Please use this identifier to cite or link to this item: http://hdl.handle.net/1/4166
Title: The effect of plant density on yield, profit & boll disorder in CQ Cotton
Authors: Iker, Jamie
Keywords: diseases of cotton
Bollgard II®
plant health
growth
development
Queensland (CQ)
climatic
seasonal
canopy management concept
extension and adoption
adaptability
boll disorders
risk
management
damage
BMP
economics
profitability
Issue Date: 30-Jun-2012
Publisher: Spackman Iker Ag Consulting
Series/Report no.: ;SIAC1201
Abstract: Due to the large percentage of Boll disorders and diseases that have occurred in Central Queensland Cotton production system in recent years, growers and advisers are attempting to find some answers to eliminate the risk of these occurring.

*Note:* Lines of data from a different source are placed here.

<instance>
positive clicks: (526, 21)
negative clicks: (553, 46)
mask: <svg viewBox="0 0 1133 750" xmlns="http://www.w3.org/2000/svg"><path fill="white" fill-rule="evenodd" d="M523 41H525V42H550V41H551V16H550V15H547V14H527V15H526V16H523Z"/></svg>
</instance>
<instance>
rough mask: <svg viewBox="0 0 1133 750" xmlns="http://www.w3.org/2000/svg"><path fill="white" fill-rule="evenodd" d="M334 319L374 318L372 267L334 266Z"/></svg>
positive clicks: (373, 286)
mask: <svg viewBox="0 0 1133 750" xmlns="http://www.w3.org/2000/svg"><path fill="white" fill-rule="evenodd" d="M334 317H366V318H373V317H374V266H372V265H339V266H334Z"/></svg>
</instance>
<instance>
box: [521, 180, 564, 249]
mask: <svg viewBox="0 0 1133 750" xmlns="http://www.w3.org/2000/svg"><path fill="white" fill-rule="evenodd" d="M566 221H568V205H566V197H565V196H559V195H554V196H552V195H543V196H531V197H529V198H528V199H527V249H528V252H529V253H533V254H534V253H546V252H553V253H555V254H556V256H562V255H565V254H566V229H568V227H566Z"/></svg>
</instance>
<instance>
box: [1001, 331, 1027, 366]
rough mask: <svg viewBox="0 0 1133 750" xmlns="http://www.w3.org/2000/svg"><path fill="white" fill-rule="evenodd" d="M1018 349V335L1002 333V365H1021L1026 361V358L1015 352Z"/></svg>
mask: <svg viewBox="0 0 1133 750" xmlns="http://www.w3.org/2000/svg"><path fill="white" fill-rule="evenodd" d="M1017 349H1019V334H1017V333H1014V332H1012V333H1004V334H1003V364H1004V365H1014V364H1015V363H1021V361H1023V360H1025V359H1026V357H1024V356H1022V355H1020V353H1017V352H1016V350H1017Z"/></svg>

The following project is a concept which is taken from the canopy management concept that a reduction of the canopy density can reduce the humidity in the crop, thus alleviating potential boll disorder conditions in wet seasons. This project looked at reduction of the plant stand within a linear metre of row to study the effect of the increase or decrease in plant densities on yield and boll disorders. The season was an extremely wet season, at the time of boll opening and at picking, which was perfect for the results of this trial. However, due to some shortcomings of the experimental design and procedure, there was no significant difference in the trial, despite there being some areas where, with further research, may have some potential trends. In addition to the extremely wet finish to the season, a December hail storm heavily impacted on the crop which also may have affected the results negatively. In order to completely understand this concept, the trial needs to be re-visited and conducted in such a way to alleviate any of the shortcomings of this pilot study and to ensure that the results and data are such that they can begin to provide a picture of what may be causing some of these events. Climatic conditions should be recorded within treatments in future trials, as this will assist in identifying what parameters are causing these disorder events. There is a limited amount of information available to the industry on how these disorders can be controlled or mitigated and therefore more research should be conducted in line with these ideas to assist the industry in combating these problems.